Maar anderzijds is even waar, dat professoren, bij hun oordeel
over zulke corpsen of vereenigingen, aan de opvatting van
studenten ook niet gebonden zijn. En wanneer dan de Senaat eens
tot de overtuiging kwam, dat het corps, dat zich als het corps
der studenten aandient, bleef vasthouden aan eene organisatie,
die in het eerst wel niet veel bezwaar opleverde, maar die later
gebleken was aan het corps zijn generaal karakter metterdaad te
ontnemen, dan zou daaruit volgen dat het binnen den kring der
Universiteit niet langer als het corps der studenten zou kunnen
optreden en natuurlijk nog veel minder daarbuiten. Het zou in
zijne eigene schatting dan nog wel „het Studentencorps” zijn;
maar het zou toch zulk eene positie hebben, dat ook onder de
studenten bijna niemand er nog iets aan zou hechten. En nu kan ik
mij wel voorstellen, dat er zijn, die een zeker novitiaat zeer
gaarne in stand houden; maar ik kan mij niet voorstellen, dat zij
daarvoor zelfs het studentencorps zouden willen opofferen.
En nu, Mijne Heeren, wilt mij ten goede houden, dat ik more
Academica mijn vroeger advies rond en open heb toegelicht; en
wilt de verzekering aannemen, dat ik in de studentenwereld en al
wat op haar betrekking heeft, steeds hartelijk blijf
belangstellen.
(w. g.) F.L. RUTGERS.
Voor kopie conform,
F.L. RUTGERS.
Amsterdam, 5 October 1895.
Uit zulk een advies spreekt niet alleen verstand, maar ook karakter.
En het was dan ook niet het minst om zijn hoogstaand karakter dat deze soliede persoonlijkheid den studenten eerbied afdwong.
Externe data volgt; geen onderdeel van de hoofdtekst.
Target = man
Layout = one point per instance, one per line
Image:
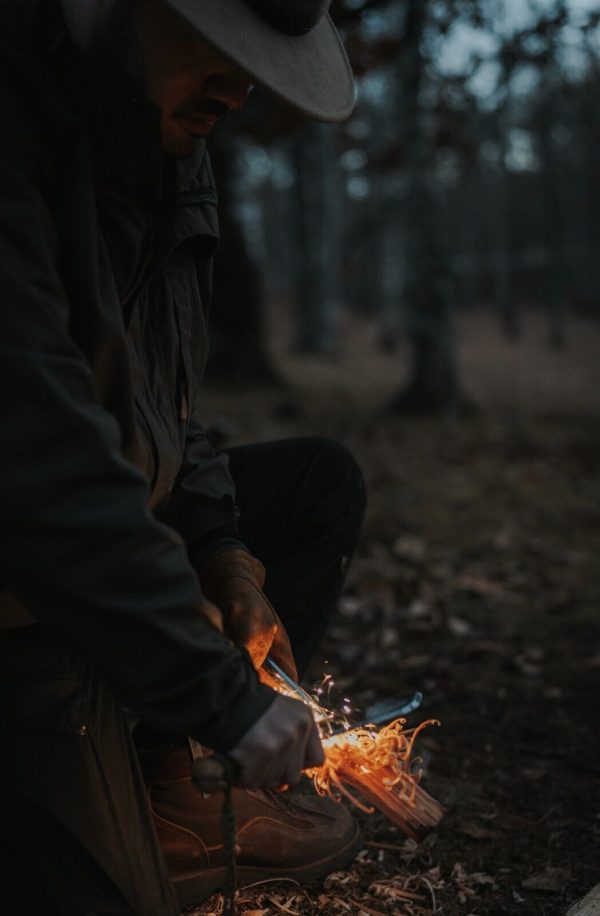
(132, 554)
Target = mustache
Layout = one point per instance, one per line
(207, 108)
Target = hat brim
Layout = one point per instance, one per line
(310, 73)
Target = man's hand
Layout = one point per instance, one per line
(282, 743)
(233, 581)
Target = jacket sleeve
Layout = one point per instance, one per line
(78, 546)
(202, 504)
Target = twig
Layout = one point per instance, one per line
(393, 847)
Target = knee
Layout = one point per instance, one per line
(340, 469)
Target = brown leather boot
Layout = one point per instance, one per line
(278, 835)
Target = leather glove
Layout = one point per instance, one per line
(233, 581)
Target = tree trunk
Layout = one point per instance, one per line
(238, 351)
(432, 384)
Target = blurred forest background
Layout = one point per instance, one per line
(423, 284)
(468, 177)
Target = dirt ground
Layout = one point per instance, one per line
(477, 581)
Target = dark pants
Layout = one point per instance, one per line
(76, 834)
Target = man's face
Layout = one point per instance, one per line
(193, 85)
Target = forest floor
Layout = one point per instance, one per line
(477, 581)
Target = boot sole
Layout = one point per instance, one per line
(197, 887)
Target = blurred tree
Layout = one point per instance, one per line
(238, 338)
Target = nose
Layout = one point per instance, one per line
(230, 89)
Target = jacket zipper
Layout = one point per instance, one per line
(143, 273)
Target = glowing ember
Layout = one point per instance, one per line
(377, 762)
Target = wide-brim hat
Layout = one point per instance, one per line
(291, 47)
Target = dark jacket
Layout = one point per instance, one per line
(105, 279)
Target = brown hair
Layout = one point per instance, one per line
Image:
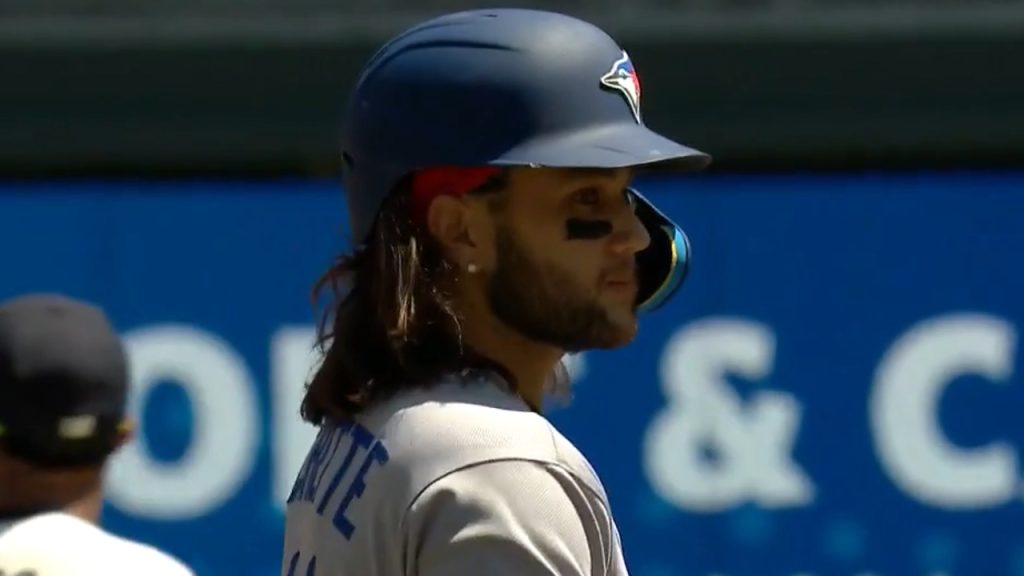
(392, 324)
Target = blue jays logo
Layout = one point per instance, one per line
(623, 77)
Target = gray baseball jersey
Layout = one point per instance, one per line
(457, 480)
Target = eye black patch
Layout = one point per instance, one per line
(578, 229)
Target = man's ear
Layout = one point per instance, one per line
(452, 222)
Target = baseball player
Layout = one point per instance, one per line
(62, 395)
(487, 157)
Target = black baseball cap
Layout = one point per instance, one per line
(64, 381)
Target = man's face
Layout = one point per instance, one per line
(564, 269)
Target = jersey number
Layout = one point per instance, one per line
(293, 566)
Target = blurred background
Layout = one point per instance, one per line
(835, 392)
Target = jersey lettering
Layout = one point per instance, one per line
(336, 452)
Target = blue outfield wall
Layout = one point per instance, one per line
(835, 392)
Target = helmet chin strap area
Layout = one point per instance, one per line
(579, 229)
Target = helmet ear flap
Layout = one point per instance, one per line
(664, 264)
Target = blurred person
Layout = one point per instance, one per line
(64, 385)
(487, 158)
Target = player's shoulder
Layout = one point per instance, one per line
(86, 541)
(465, 420)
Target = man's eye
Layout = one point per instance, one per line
(631, 199)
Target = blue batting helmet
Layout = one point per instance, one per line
(508, 87)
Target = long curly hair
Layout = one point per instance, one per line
(392, 324)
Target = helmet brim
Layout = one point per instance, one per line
(615, 146)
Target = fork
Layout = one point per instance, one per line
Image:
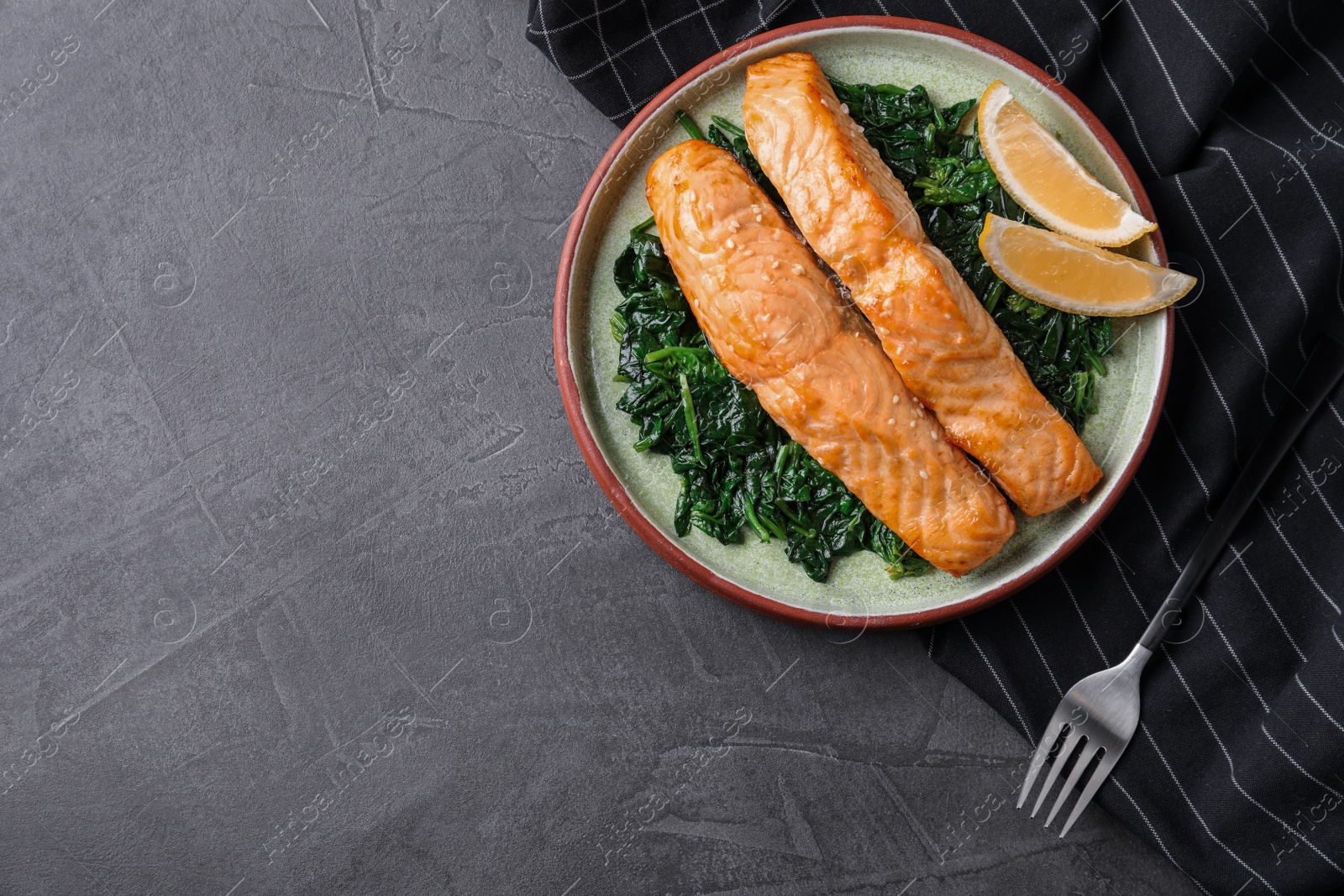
(1100, 714)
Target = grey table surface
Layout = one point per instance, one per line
(306, 586)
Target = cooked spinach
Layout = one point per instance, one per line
(952, 186)
(738, 468)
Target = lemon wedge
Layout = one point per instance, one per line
(1074, 277)
(1047, 181)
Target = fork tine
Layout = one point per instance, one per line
(1047, 741)
(1085, 757)
(1108, 762)
(1074, 739)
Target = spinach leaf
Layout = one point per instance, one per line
(739, 470)
(952, 186)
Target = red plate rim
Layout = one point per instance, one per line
(669, 550)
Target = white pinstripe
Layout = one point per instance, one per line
(1095, 644)
(612, 58)
(1272, 610)
(1115, 779)
(1037, 647)
(1163, 66)
(609, 56)
(958, 15)
(1317, 490)
(710, 24)
(1205, 40)
(1273, 239)
(1231, 286)
(1263, 20)
(1124, 107)
(1039, 39)
(1214, 383)
(1120, 569)
(663, 53)
(1297, 765)
(1289, 102)
(1227, 644)
(1162, 531)
(1231, 768)
(1301, 36)
(1310, 181)
(1294, 551)
(995, 673)
(1189, 459)
(1195, 812)
(546, 31)
(1297, 678)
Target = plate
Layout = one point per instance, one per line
(953, 65)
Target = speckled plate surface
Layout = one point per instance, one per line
(953, 65)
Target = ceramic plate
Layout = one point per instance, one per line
(953, 65)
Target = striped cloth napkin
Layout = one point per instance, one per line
(1233, 113)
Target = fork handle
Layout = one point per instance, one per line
(1317, 379)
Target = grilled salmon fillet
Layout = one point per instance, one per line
(951, 354)
(780, 325)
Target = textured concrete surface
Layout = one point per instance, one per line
(306, 587)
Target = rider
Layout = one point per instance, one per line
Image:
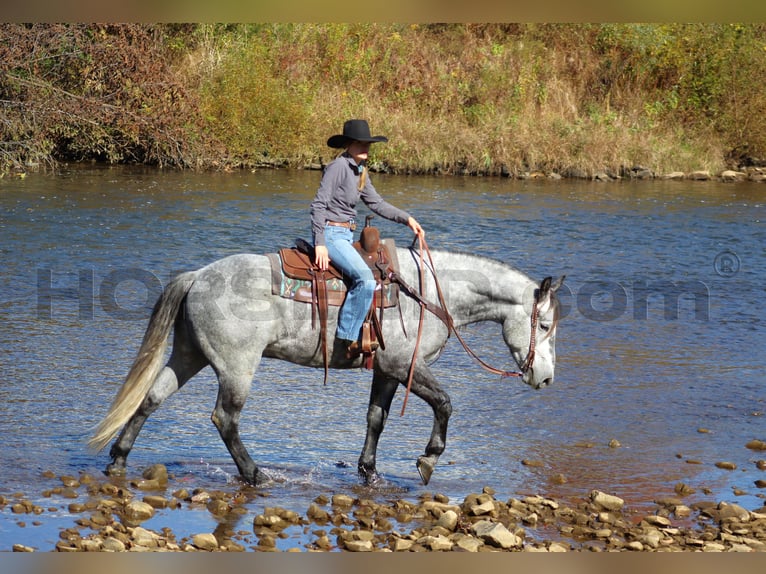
(333, 213)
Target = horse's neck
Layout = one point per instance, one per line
(475, 288)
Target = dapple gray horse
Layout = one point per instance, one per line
(225, 315)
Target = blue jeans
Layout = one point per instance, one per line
(345, 257)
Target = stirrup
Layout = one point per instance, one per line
(353, 350)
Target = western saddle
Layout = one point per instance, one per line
(295, 276)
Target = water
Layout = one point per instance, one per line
(661, 347)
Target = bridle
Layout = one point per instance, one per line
(442, 313)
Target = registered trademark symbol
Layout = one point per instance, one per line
(726, 264)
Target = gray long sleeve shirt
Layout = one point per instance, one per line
(338, 195)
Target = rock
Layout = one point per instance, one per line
(156, 501)
(731, 175)
(138, 511)
(481, 509)
(144, 538)
(317, 514)
(205, 541)
(112, 545)
(448, 520)
(401, 544)
(606, 501)
(358, 545)
(157, 472)
(468, 543)
(660, 521)
(436, 543)
(728, 512)
(495, 534)
(342, 500)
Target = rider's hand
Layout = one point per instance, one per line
(321, 257)
(415, 226)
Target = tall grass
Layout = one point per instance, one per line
(482, 99)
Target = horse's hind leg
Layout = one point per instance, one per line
(425, 386)
(183, 364)
(232, 393)
(381, 395)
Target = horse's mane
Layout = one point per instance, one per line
(494, 261)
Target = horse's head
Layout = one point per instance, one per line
(531, 337)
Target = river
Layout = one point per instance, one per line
(661, 348)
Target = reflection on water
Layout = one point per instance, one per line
(656, 343)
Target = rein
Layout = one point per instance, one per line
(442, 313)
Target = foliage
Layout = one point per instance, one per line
(455, 98)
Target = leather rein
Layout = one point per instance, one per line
(443, 314)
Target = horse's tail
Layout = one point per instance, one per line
(147, 363)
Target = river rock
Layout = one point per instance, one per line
(157, 472)
(342, 500)
(436, 543)
(729, 512)
(144, 538)
(205, 541)
(731, 175)
(448, 520)
(138, 511)
(112, 545)
(495, 534)
(606, 501)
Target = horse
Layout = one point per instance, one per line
(224, 315)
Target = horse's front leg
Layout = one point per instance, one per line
(381, 395)
(425, 386)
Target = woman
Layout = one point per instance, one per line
(333, 214)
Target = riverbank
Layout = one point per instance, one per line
(122, 515)
(485, 99)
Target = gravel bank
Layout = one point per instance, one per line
(108, 514)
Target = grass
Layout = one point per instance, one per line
(453, 98)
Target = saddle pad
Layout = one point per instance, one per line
(386, 294)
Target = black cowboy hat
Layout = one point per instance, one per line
(354, 130)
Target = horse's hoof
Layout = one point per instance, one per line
(114, 469)
(425, 468)
(371, 478)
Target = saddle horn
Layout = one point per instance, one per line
(370, 237)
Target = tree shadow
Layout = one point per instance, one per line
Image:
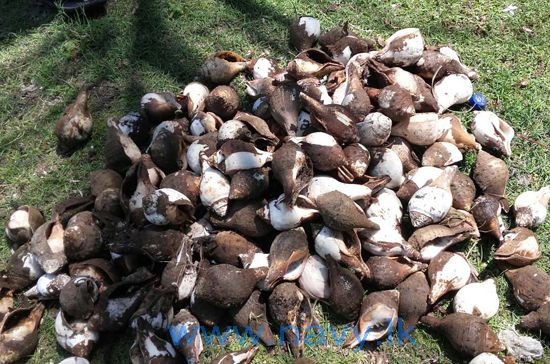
(19, 17)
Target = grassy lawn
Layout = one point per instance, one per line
(143, 45)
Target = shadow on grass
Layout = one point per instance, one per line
(19, 17)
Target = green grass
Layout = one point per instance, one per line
(142, 46)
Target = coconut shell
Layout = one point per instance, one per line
(223, 101)
(120, 150)
(396, 103)
(468, 334)
(22, 224)
(357, 159)
(413, 298)
(249, 184)
(441, 154)
(404, 150)
(184, 182)
(458, 135)
(241, 217)
(226, 286)
(346, 291)
(387, 272)
(491, 174)
(226, 246)
(486, 210)
(253, 315)
(519, 248)
(82, 238)
(463, 190)
(339, 212)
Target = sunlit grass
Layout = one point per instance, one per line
(142, 46)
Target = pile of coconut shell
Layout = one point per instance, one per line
(342, 179)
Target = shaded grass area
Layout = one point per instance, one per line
(141, 46)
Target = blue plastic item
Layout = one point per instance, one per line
(478, 101)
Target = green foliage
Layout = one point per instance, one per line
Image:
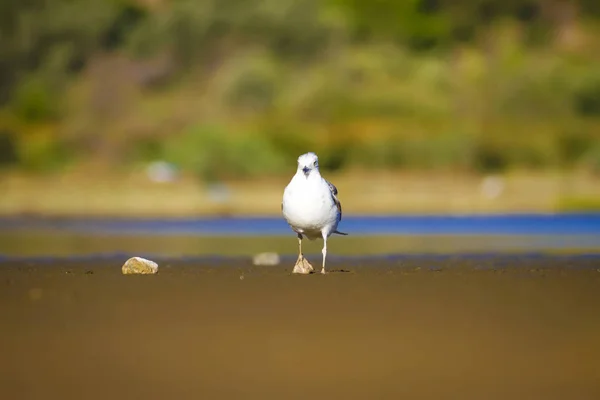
(380, 84)
(212, 154)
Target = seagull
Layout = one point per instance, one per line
(311, 208)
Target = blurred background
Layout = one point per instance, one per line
(182, 108)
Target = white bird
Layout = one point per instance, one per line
(311, 208)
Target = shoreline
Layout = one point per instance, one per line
(81, 193)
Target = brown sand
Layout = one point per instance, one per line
(414, 329)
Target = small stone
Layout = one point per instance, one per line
(139, 265)
(266, 259)
(302, 266)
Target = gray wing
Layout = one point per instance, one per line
(333, 191)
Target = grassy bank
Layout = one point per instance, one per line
(133, 194)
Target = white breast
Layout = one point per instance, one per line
(308, 206)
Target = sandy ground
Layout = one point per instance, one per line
(417, 328)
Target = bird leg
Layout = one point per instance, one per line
(324, 251)
(302, 265)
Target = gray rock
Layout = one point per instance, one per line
(266, 259)
(139, 265)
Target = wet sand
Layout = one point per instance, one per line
(455, 327)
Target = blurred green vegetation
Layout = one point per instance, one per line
(471, 85)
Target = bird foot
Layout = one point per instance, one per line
(302, 266)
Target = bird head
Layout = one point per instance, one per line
(308, 163)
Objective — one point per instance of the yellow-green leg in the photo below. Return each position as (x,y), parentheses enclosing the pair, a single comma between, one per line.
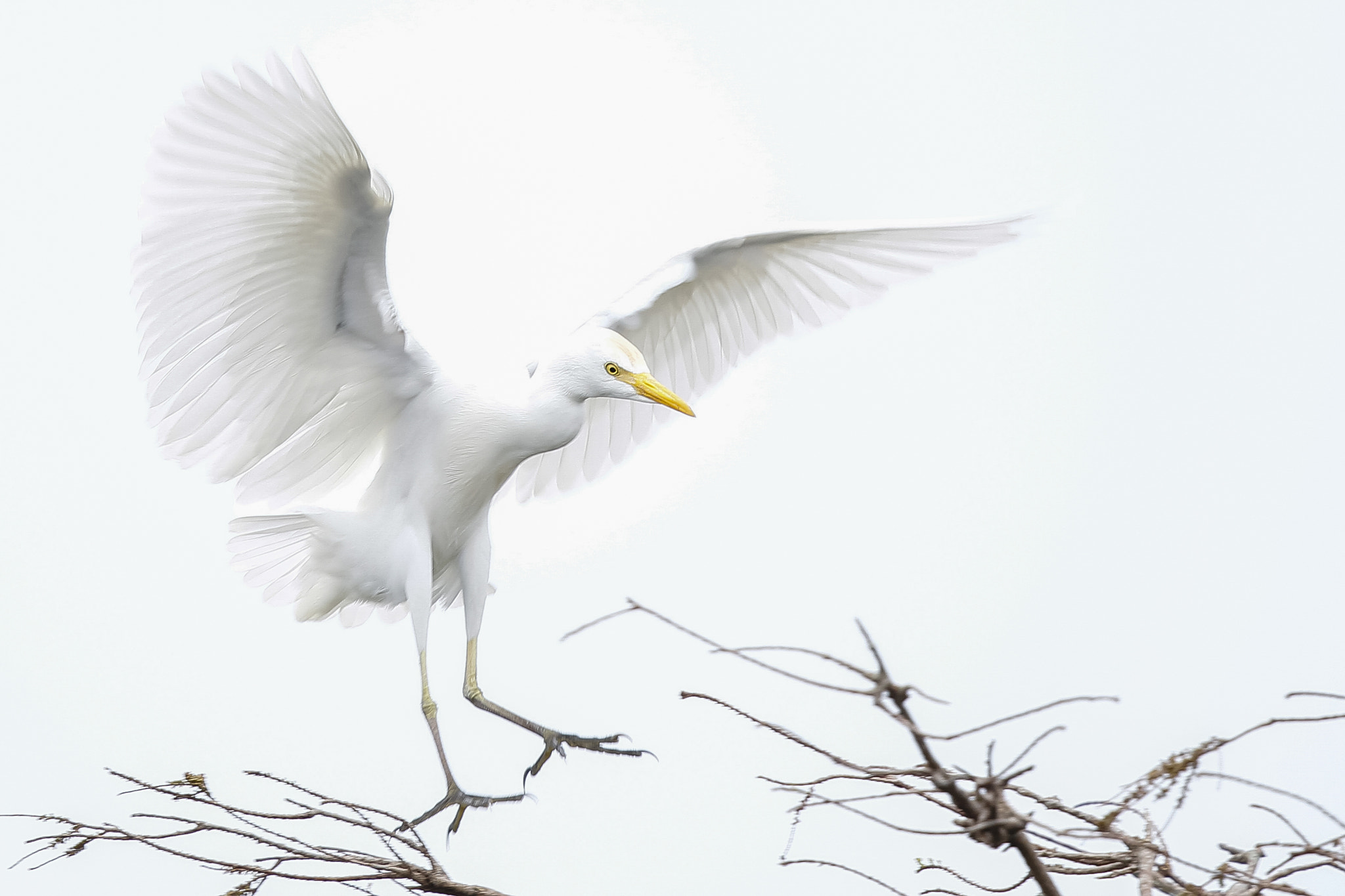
(455,796)
(553,742)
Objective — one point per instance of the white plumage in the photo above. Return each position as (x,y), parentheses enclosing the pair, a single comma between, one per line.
(273,356)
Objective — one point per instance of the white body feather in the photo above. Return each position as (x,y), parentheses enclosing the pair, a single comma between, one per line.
(275,358)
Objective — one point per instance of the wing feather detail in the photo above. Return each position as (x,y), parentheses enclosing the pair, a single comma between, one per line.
(272,350)
(708,309)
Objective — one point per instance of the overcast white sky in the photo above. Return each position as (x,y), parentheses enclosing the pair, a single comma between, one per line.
(1103,459)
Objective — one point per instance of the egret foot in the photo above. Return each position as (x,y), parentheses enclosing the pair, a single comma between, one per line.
(455,797)
(556,743)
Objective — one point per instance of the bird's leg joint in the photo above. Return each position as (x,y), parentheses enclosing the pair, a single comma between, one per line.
(471,689)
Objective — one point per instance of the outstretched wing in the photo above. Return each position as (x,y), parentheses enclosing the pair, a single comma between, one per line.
(271,344)
(708,309)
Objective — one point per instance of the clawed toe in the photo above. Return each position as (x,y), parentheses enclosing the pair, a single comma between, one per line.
(556,743)
(463,801)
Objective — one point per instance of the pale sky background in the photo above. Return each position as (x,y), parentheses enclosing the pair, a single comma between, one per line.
(1102,459)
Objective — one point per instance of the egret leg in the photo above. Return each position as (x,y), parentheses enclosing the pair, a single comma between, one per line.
(455,796)
(553,742)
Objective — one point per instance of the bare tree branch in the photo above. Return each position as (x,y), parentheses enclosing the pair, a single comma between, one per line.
(390,852)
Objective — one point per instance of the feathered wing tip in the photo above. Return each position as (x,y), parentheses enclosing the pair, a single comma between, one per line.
(276,554)
(708,309)
(271,345)
(284,555)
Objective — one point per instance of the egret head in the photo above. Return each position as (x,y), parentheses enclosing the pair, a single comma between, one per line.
(602,363)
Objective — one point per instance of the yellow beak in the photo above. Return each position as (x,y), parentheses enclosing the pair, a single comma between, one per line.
(653,390)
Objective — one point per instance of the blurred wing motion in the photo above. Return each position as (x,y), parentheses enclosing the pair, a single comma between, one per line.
(708,309)
(271,344)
Bij de herdenking van zijn vijf-en-twintig-jarig professoraat 1) maakte Dr. H.H. Kuyper zich daarom de tolk zijner oud-leerlingen toen hij tot Professor Rutgers zeide: „Meer nog dan voor de persoonlijke welwillendheid, steeds aan al uw studenten zonder onderscheid betoond, danken we u voor het exempel, dat ge in uw leven ons hebt geschonken. Het studentenoog ziet zoo scherp, en waar tusschen theorie en practijk een klove gaapt, daar wordt de kracht van het beginsel zoo licht gebroken. Daarom danken we God, die ons in U een leermeester schonk, bij wien theorie en practijk, leer en leven in zoo schoone harmonie waren verbonden. Vir probus ac integer is de eeretitel, dien ons hart
1) Dit jubileum werd gevierd op het zilveren feest der Universiteit, in October 1905.
|109|
in stilte u schonk, waar ons oog op uw ridderlijk blazoen nooit een smet ontdekte”.
Namens oud-leerlingen werd den jubileerenden Hoogleeraar bij die gelegenheid een bureau ministre aangeboden, welk geschenk de Professor zijnerzijds, bij de herdenking van zijn 70sten verjaardag op 26 November 1907, beantwoordde door aan de gevers zijn portret toe te zenden. Het was een reproductie van het meesterstuk door Jozef Israels geschilderd, en aan den jubilaris geschonken door Dr. A. Kuyper.
Dit portret, in de vitrine der firma Buffa tentoongesteld, werd door het publiek zeer verschillend beoordeeld. De een vond het mooi, de ander leelijk. De meeste menschen hadden er veel op te zeggen. Er waren er, die de gelijkenis niet photographisch juist vonden, anderen beviel niet de eenigszins groezelige toon, waarin het portret was geschilderd. Maar toch, het hield honderden vast en dwong ze tot beschouwen. Het boeide. Het leefde. Dit was het groote geheim, de macht van Israels’ werk. Met een weinig verf had de kunstenaar de quintessence van Rutgers’ leven uitgedrukt.
Daarvan nu schreef Carel L. Dake in De Telegraaf, ochtendblad, 4 December 1906: „Hoe grootsch, hoe stijlvol is dit meesterwerk. Hoe is het model hier in de ziel gekeken! Niets behoeft men van Dr. Rutgers te weten om den man volkomen juist aan dit portret te beoordeelen. Dat is wel de austère Calvinist. Dat is de man, die, als we in het midden der 16e eeuw leefden, hagepreeken zou houden, net zoo lang tot hij gevat en tot den brandstapel zou veroordeeld worden. Die man houdt het alleen met een kerk, die op een rots is gebouwd, verlaat haar nooit en zal haar tot den laatsten ademtocht verdedigen. Het „Woord” is zijn wapen en zijn rusting. Ziet die rechte houding, dat opgeheven hoofd, dien vèrzienden blik . . .”
Inderdaad, zóó hebben we onzen leermeester gekend. En zóó blijft deze eerbiedwaardige academische figuur ons ook na zijn dood nog een ideaal exempel.